Sono 324 i reperti esposti, fra cui 12 rostri, romani e cartaginesi, rinvenuti dai luoghi in cui si consumò la battaglia che concluse la Prima guerra punica. Dai reperti riusciamo a leggere la diversa natura delle due civiltà venute allo scontro nel cuore del Mediterraneo: il pragmatismo romano si estrinseca nel nome del magistrato inciso sui rostri, su quelli cartaginesi, invece, si leggono formule apotropaiche.

Mozzafiato all’ingresso della mostra l’Atlante che regge il globo, databile II secolo dopo Cristo, copia di un’opera bronzea ellenistica. “un globo – ha osservato Paolo Giulierini, direttore del Mann – che non è quello terrestre ma celeste, riportante le costellazioni così come potevano essere osservate in età ellenistica; è probabile che l’originale fosse posta all’interno della biblioteca di Alessandria.

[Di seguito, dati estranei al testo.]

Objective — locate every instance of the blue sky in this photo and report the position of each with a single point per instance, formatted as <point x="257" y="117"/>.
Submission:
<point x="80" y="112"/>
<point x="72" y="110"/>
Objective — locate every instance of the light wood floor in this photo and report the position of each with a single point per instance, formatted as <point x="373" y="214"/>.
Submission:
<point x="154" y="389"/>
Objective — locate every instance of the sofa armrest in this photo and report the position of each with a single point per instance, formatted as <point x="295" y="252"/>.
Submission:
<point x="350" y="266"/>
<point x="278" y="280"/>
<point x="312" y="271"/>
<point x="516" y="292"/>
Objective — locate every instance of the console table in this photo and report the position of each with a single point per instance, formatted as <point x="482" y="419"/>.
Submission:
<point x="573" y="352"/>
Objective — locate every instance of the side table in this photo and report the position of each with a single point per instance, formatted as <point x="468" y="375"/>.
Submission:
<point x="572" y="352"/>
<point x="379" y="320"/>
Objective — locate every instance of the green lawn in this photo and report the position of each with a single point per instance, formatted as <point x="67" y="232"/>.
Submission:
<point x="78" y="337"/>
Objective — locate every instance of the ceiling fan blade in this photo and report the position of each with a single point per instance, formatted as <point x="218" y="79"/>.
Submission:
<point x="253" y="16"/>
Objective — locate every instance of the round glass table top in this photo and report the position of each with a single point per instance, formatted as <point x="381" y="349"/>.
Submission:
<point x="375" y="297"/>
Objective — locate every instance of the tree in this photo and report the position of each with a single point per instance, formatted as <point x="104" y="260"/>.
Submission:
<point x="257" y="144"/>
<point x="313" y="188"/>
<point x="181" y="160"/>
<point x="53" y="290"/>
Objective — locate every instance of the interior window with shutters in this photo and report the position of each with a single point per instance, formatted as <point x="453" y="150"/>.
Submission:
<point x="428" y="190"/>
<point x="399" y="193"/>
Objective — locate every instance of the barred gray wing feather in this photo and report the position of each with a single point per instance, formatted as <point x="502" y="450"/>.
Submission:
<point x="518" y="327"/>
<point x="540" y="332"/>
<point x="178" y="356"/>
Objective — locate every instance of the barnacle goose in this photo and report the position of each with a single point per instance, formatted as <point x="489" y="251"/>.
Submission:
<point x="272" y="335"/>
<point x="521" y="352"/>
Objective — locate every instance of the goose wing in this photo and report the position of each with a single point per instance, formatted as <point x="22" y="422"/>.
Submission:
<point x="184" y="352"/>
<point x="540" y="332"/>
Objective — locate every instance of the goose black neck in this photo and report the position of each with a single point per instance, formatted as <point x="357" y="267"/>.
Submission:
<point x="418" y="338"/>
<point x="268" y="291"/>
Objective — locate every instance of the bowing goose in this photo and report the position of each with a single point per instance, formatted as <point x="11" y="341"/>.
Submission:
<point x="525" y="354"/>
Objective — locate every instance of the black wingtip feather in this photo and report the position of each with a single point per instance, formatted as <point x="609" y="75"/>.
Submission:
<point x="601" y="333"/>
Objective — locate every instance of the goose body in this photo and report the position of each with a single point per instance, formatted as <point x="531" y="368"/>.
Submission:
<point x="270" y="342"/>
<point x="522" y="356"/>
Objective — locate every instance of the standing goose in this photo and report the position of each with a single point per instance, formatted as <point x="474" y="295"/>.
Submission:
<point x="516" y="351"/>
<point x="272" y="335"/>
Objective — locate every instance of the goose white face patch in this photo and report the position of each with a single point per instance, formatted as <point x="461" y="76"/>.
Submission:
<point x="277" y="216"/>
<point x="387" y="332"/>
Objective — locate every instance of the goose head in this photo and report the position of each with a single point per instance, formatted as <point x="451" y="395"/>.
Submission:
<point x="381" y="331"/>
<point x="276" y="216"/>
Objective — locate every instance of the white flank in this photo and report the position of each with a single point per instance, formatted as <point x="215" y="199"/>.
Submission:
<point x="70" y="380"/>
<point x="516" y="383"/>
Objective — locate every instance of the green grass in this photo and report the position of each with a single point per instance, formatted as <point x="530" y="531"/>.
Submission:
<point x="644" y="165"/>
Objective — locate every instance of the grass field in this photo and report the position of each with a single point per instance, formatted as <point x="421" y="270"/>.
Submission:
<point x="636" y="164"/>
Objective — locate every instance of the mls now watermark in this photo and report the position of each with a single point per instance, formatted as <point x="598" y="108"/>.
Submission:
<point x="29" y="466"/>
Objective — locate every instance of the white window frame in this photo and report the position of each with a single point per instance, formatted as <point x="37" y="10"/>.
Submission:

È un prestito eccezionale, ai nostri “cugini” siciliani”.

Atlante, punto fermo capace di indicare la rotta, dialoga idealmente con la ricostruzione multimediale sul “cratere del naufragio”, un’opera ritrovata ad Ischia che raffigura un naufragio, probabilmente una spedizione in cerca di terre da colonizzare. Nel cratere sono raffigurati cadaveri di cui si cibano i pesci. Una scena cruda e di sconvolgente attualità. Un’installazione curata da Teichos.

Alla cronaca è dedicata la sezione il Mediterraneo oggi, un viaggio in 17 paesi, firmato dal giornalista Carlo Vulpio e Lucia Casamassima.